Be that as it may, it has always remained fascinating for me that the New Science does not end with some appeal to Platonic forms but with reminding the reader that it was written not for the scholar residing in the august halls of academia but for ordinary people: “per insegnar il volgo a virtuosament operare.” Which means that, not unlike the Church in medieval times, the urgent task now is that of educating the Barbarians to virtue and civilization. Unfortunately, the example of the descendants of the Romans, the likes of Berlusconi and Bossi, not to mention that of the professors in academia, complicates things considerably, because I am afraid that such an example is not a spur to virtue but rather to decadence and decay.
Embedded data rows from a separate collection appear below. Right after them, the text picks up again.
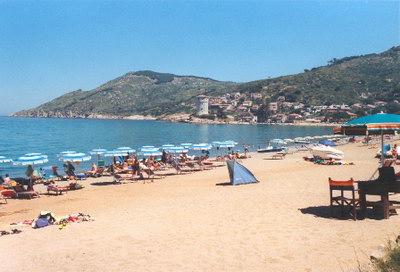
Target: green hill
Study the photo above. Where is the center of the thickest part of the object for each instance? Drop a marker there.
(357, 79)
(348, 80)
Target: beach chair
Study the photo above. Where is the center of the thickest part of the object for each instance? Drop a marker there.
(346, 201)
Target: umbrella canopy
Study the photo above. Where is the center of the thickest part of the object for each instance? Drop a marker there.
(4, 159)
(327, 143)
(202, 146)
(380, 123)
(186, 145)
(31, 159)
(98, 151)
(224, 144)
(115, 153)
(148, 153)
(177, 149)
(64, 153)
(125, 149)
(373, 124)
(76, 157)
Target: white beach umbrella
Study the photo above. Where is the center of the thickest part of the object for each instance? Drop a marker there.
(148, 153)
(115, 153)
(64, 153)
(4, 159)
(126, 149)
(201, 146)
(186, 145)
(98, 151)
(76, 157)
(177, 149)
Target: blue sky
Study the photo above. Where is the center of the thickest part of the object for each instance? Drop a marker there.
(48, 48)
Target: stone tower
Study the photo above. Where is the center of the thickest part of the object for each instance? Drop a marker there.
(202, 105)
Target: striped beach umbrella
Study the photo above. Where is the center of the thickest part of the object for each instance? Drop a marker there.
(75, 157)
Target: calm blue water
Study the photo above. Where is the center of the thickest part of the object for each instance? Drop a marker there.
(51, 136)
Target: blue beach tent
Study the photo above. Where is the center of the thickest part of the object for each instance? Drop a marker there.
(327, 143)
(239, 174)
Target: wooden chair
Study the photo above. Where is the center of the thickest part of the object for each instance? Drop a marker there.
(344, 201)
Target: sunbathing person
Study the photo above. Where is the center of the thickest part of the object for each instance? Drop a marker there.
(93, 170)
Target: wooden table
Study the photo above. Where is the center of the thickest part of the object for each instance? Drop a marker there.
(381, 189)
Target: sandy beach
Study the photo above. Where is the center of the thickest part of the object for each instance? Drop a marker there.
(189, 223)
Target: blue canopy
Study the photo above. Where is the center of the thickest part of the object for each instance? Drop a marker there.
(239, 174)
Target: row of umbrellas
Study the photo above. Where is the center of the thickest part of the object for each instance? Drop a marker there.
(73, 156)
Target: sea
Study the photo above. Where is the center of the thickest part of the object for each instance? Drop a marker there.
(50, 136)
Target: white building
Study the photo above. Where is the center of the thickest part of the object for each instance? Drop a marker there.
(202, 105)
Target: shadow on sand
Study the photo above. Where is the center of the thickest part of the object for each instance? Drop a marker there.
(325, 212)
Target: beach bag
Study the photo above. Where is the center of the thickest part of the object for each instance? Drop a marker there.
(42, 222)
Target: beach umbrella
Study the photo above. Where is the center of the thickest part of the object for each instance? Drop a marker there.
(31, 159)
(97, 151)
(148, 153)
(4, 159)
(75, 157)
(149, 148)
(186, 145)
(224, 144)
(202, 146)
(167, 146)
(126, 149)
(277, 141)
(380, 123)
(115, 153)
(63, 153)
(327, 143)
(177, 149)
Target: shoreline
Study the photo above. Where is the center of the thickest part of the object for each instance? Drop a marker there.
(175, 120)
(190, 223)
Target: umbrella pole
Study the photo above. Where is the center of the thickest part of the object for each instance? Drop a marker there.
(382, 151)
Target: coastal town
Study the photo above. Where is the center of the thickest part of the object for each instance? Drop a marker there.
(255, 108)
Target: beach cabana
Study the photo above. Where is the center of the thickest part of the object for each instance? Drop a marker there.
(239, 174)
(377, 124)
(30, 159)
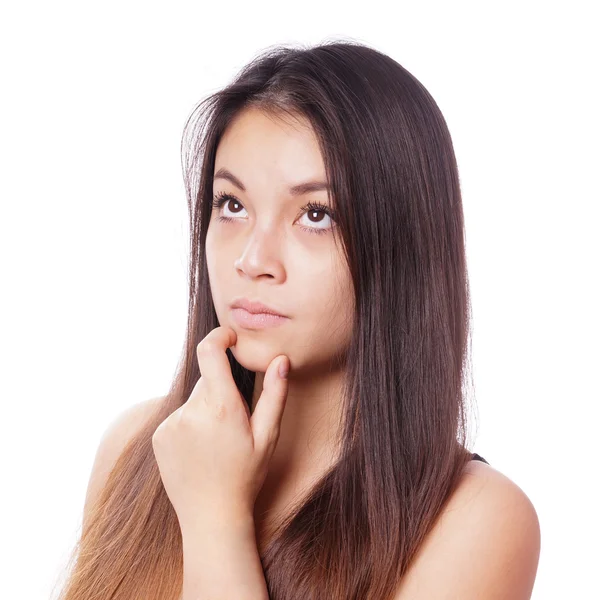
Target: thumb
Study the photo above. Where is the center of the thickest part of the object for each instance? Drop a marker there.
(268, 412)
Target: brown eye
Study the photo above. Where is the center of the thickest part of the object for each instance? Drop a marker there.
(312, 210)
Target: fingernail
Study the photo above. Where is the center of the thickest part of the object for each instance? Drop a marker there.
(284, 368)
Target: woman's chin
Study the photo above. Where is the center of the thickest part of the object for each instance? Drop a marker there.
(254, 355)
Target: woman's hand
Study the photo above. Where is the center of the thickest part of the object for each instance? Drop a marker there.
(212, 455)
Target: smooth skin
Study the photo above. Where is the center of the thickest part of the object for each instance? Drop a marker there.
(213, 456)
(486, 543)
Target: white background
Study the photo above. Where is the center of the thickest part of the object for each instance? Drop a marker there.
(93, 236)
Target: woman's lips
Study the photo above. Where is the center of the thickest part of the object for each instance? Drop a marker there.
(250, 320)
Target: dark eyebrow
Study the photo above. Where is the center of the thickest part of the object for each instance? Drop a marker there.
(295, 190)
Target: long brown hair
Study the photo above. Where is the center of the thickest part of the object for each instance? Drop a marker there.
(391, 165)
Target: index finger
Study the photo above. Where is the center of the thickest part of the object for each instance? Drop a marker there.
(215, 369)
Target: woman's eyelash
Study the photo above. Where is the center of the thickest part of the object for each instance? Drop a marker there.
(222, 197)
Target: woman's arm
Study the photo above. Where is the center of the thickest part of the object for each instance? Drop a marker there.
(221, 561)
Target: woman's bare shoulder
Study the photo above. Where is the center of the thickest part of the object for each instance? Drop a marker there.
(112, 443)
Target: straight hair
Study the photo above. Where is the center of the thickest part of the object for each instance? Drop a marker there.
(395, 188)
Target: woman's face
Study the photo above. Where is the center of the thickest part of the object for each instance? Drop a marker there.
(273, 250)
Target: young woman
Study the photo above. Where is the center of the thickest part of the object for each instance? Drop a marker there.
(326, 239)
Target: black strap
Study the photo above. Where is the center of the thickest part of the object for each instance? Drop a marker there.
(477, 457)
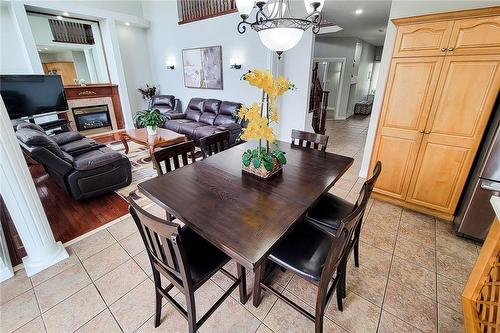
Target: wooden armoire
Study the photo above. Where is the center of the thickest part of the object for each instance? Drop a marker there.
(442, 83)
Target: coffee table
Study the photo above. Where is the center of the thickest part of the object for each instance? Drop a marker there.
(162, 138)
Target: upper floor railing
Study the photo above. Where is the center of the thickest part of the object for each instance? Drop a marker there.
(195, 10)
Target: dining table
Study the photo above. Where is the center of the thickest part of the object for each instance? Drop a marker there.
(241, 214)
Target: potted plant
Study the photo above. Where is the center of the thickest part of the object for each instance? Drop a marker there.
(263, 161)
(150, 119)
(148, 92)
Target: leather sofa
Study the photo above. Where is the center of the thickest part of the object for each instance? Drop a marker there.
(81, 166)
(204, 117)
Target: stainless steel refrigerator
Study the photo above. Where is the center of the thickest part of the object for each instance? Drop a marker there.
(475, 214)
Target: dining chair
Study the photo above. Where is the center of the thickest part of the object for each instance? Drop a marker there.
(213, 144)
(330, 209)
(314, 253)
(174, 157)
(186, 260)
(306, 139)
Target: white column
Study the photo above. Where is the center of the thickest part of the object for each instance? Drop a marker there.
(22, 201)
(6, 271)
Emanuel Paparella2009-08-22 16:09:13
Oh, from the list of wonders of Italy in the article, I forgot to mention the cappuccino and the espresso cofee, and that is unpardonable.

Emanuel Paparella2009-08-22 16:13:42
Errata: coffee.

Eva2009-08-22 19:16:50
Brilliant article, Paparella. Apart from having formed much the same opinion of Italy after living there for some years, I also liked your comparison with the EU of today. I think you're absolutely right about it, and... wow, there is A LOT of work ahead of us! The Italians still haven't managed to find their 'Italian' identity after 150 years - what hope does that leave for the EU...?
Very interesting article, please write more about this subject :)

Emanuel Paparella2009-08-23 01:45:07
Thanks Eva. That too came as a bit of a surprise today. Life is continually surprising us. Even some of my friends consider some of the views and impressions expressed in the above article as a bit extreme, but my reply is that they may not have lived there long enough; when they do they may well change their mind too, assuming a modicum of impartiality and objectivity. To go to Italy to merely see the wonderful sights to place in one’s album when one returns home, considering the people as part of the museum, as unfortunately many tourists do, is to fail to understand anything about the cultural identity of those people and to be guilty of is historical archeology; history as dead matter to be preserved and treasured... Vico taught us that history transcends mere archeology, has to come alive and it can only do so when one places oneself in the hermeneutical circle that is history and understands that it is man that makes history but the opposite is also true, history makes man. To have all that confirmed by someone who has lived there for a while and therefore knows the place and its people well lends some confidence to the impartiality of the phenomena I was attempting to put across and indeed encourages me to write more on those phenomena already announced at the end.